Wednesday, July 04, 2007

Tuesday

I finally finished my medical clearance stuff yesterday after rising early and going to Foggy Bottom for the walk-in chest x-ray. The nurse practitioner gave me a sheet listing radiology labs two Fridays ago when I endured the second day of my "two day" ordeal. I picked from this list based on Metro access. From initial paperwork to lunchtime, the whole process of getting x-rayed took twenty minutes. I'd scheduled five hours, owing to precedent. I killed time wandering the District before taking the Metro at Chinatown, heading to Silver Spring again. Last night's movie: Akira Kurosawa's High and Low (Tengoku to jigoku; literally, Heaven and Hell, 1963),* a pulp procedural elevated to naturalist art through allegory and incidental photography: here reality falls into lockstep with poetry. Only a master could make a movie look this easy. In the first of several ever-less-delineated acts, Kingo Gondo (ToshirĂ´ Mifune) sits in his hilltop mansion plotting the takeover of the shoe company he runs. The phone rings. Your son has been kidnapped, says a voice--he'll have to pay a king's ransom to save the boy.

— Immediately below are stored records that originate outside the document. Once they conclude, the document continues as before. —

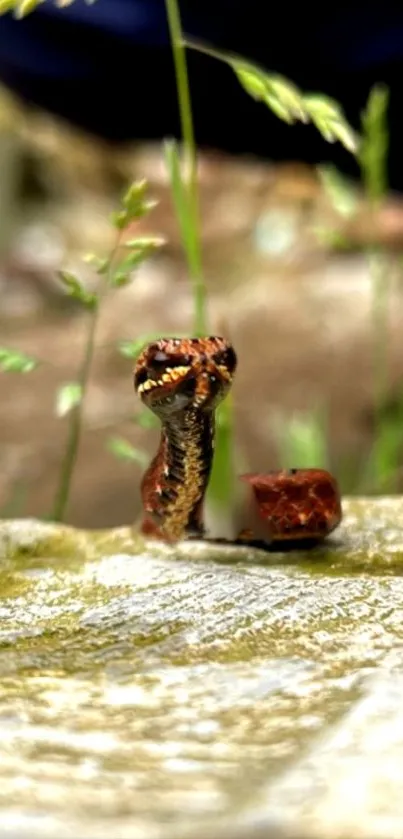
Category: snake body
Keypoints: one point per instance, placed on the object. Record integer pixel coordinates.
(183, 381)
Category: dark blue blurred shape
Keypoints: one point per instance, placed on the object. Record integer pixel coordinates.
(107, 68)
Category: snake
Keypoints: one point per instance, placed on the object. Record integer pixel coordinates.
(183, 381)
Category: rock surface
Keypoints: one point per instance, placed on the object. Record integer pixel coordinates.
(201, 690)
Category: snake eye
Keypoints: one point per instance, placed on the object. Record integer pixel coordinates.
(140, 376)
(160, 358)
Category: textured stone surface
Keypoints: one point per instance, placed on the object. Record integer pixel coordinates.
(159, 692)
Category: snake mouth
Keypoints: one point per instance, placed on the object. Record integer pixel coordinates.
(175, 374)
(170, 376)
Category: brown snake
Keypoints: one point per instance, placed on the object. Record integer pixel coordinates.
(182, 381)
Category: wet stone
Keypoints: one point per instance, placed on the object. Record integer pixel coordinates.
(150, 691)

He's already borrowed enough money, but if he can't purchase a controlling share in earmarked stocks he'll be ruined: house taken, credit destroyed. No problem--until Kingo discovers the ruthless kidnapper has mistakenly stolen the Chauffeur's son instead. Will he offer the ransom he knows will bankrupt him? This is only the moral issue of the film's first third, it then neatly segues into a police attempt to foil the kidnapping and the resulting manhunt. They search high and low, in this case, literally: while Kingo's newly mortgaged life over Yokohama quickly dissolves, the narrative action descends by turns onto the summer warp of the shanty class, who suffer spitefully in his house's shadow. [Cavin]

Then, a 0 sided conversation ensued...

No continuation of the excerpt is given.